We need to figure out how to get taxes and support from the people who drive from outlying cvommunities to urban centers...usually more traffic than those who live within cities. Example: if I go to a hockey game I take the public transit. All of the folks who drive downtown...perhaps there should be a tax on the tickets for games? Or a toll booth? Or higher taxes for people who use up animal habitats and use the roads instead of living in urban centers?

mister anchovy said...

Things change, and in Toronto today, some assumptions that might have been true just a few years ago may not be true today. I read articles in all the local papers recently suggesting that Toronto is in danger of becoming a bedroom community for the suburbs. There is less and less industry in the city. I suppose I'm an example of this. I live in 416 but work in 905. I've also read recently that traffic patterns have shifted to the point that the traffic both in and out of the city is becoming comparable during both rush hours of the day.

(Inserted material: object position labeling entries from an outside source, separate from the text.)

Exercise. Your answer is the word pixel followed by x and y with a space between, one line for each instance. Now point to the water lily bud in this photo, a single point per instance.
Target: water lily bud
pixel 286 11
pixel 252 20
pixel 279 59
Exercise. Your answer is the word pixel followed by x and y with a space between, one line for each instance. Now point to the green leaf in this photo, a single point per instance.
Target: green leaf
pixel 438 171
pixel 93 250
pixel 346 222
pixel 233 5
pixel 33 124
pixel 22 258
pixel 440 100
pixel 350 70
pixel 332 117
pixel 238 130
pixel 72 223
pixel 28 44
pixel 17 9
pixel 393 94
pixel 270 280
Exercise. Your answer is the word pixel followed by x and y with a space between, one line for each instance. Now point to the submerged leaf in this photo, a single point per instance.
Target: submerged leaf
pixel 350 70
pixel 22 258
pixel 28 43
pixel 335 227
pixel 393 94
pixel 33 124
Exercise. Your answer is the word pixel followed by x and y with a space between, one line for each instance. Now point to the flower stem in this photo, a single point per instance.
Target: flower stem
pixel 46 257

It's also quite a generalizatin to say that people who live in urban areas don't drive to rural areas. We drive to Richmond Hill to visit Tuffy's dad, and sometimes to the Tuffy family cottage and sometimes to visit Tuffy's brother in Uxbridge. I've recently visited my sister in Hockley. Tomorrow morning, we're driving to Mount Forest to visit our pup. I go fly fishing north and northwest of the city fairly regularly. I'm not that unusual.

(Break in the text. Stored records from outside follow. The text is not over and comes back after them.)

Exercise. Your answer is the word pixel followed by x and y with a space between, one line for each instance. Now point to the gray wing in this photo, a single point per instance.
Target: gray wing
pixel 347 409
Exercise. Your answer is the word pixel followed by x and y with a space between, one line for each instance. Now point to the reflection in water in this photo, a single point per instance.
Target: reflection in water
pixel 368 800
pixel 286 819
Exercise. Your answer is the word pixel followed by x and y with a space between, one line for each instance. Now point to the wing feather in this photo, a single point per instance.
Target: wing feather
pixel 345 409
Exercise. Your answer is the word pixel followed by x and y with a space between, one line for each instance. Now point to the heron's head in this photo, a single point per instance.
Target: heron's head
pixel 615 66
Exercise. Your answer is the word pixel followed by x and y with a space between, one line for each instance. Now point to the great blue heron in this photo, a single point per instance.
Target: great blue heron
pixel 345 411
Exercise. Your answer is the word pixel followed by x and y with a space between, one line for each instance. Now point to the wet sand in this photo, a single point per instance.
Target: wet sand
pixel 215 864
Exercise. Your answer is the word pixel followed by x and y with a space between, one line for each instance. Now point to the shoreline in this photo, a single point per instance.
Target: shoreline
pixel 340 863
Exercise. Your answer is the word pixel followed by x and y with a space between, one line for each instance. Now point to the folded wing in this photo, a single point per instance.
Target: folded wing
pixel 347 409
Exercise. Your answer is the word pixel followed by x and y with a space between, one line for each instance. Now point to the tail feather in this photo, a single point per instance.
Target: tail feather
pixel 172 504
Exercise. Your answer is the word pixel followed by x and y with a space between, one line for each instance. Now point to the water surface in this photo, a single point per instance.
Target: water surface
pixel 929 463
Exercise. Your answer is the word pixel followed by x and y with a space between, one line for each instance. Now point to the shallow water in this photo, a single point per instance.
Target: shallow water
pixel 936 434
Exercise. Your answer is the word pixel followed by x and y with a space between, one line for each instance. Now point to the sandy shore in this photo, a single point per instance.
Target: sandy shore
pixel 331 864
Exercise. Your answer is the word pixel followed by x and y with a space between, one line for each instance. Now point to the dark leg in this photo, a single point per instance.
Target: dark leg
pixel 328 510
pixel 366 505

I don't know about other cities; however, property taxes are lower in Toronto than they are in the surrounding suburbs by a significant amount. Business taxes may be higher. Car insurance is less expensive in rural areas than in urban areas.

Candy Minx said...

I think everything that you have noted supports the idea of pricing road uses. I HOPE the taxes are still lower in Toronto than outlying rural areas. That keeps the life of the city pulsing. It is very dangerous when cities become unsupported by the rural areas. In the 90's a cuouple of politicians resented the lower taxes of downtown Toronto residents so they expanded the urban sprawl to be part of the city. It got nicknamed "megacity". Richmond Hill is really only barely outside of the decade old tax plot.

The aim is to reduce all this driving around. It's ridiculous that public transit has barely improved in Toronto and it's habitat encroachments. I took the Go train several places in the past summer and it hasn't improved or had enough buses added since the 80's. It's ridiculous.

My point was that there are complex commuting patterns and services should be put in place to support the lifeblood of the cities not to favour urban sprawl. I was mediumly enthused by the idea of pricing road use...but after reading your comment...I see toll booths might be of grave necessity the sooner the better. And the reason I am open-minded about adopting toll booths is because it is my experience that people get defensive about their driving habits. With pricing road uses then we don't need to bother and fuss over stats of who uses a road which way most. Perhaps we could have avoided the disaster of the 90's redfining the metropollitan area if we had chosen toll charges over extending the city boundaries.

Since the Toronto administrations efficency has dropped massively since the megacity changes ten years ago...it's going to be a terrible challenge to get such a dispersed population over mileage, with less consilience of purpose, to act like a community.

:(

Gardenia said...

Uh probably not. You NEVER want to get a ticket in New Orleans, they hunt you down like a possum.